In fact, from my observation – employees are able to put up with system issues or even lower pay if they have a great and supportive boss.
Somehow, hard-wired within each one of us is a sense that “I have a need to be needed”. A great boss develops an environment whereby:
- There is recognition for a job well done.
- There is regular acceptance of opinion offered.
- There are clear communicated expectations.
- There is the providence of the right equipment and tools to do a good job.
- There is on-going development for personal growth.
Manpower sustainability strategy #2: Design great jobs
The problem with job description is that it is static. As an employee grows, tension arises when there is an increasing gap between the static job description and the discovery of personal strengths.
It is no wonder, then the factor of “wrong job fit” is the second most common factor which contributes to the manpower challenges facing organisational leaders.

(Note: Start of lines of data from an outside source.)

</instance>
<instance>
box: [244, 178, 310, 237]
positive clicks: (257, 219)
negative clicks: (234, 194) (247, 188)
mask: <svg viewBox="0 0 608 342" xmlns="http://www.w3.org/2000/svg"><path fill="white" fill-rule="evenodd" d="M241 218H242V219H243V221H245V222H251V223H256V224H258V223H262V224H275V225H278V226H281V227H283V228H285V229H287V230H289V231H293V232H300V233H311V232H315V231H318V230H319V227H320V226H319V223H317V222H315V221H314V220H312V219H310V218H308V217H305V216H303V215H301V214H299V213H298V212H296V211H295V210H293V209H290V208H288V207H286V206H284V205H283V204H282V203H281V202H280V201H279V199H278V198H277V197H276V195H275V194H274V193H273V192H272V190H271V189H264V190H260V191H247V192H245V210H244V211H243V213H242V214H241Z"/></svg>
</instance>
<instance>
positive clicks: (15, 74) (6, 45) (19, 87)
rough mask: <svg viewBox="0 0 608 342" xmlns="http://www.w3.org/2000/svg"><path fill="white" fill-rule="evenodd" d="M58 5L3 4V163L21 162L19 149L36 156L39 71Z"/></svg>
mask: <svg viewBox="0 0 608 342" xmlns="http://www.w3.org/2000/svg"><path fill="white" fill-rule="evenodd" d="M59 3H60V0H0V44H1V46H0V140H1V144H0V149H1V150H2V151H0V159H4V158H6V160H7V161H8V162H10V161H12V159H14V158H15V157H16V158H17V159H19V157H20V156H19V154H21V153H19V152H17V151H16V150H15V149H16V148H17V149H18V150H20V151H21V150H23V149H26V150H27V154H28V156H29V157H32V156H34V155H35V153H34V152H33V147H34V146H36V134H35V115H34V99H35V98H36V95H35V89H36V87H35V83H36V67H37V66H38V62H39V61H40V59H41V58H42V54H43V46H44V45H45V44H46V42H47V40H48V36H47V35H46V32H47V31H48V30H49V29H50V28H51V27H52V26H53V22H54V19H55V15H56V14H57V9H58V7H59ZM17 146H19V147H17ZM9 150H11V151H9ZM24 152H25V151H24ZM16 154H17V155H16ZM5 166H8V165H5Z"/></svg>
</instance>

Gallup reports that an employee who has the opportunity to do what he or she does best every day is six times more engaged and three times as likely to have a higher quality of life in general.
Great jobs are not defined by job descriptions, it is defined by the willingness of the company to provide alignment between individual strengths with organisational key results.
Here are a few reflective questions to consider so as to ascertain the degree of job-strengths alignment:
- Do I have a way to identify the unique strengths of each of my team members?
- Do I know who to place in what role for optimum team chemistry and performance?
- Do I focus on strengths or “areas for improvement” when it comes to coaching my employees?
- Do I customise my approach when it comes to employee development and growth?
Fundamentally, the search for superheroes is first of all, an internal effort because without the right political willpower and cultural unity to develop great bosses and great jobs, there is no “super-environment” that will attract the superheroes in the first place.
Meeting the manpower challenges of the future require that present leadership-housekeeping activities begin to put emphasis on managerial development and intentional job design.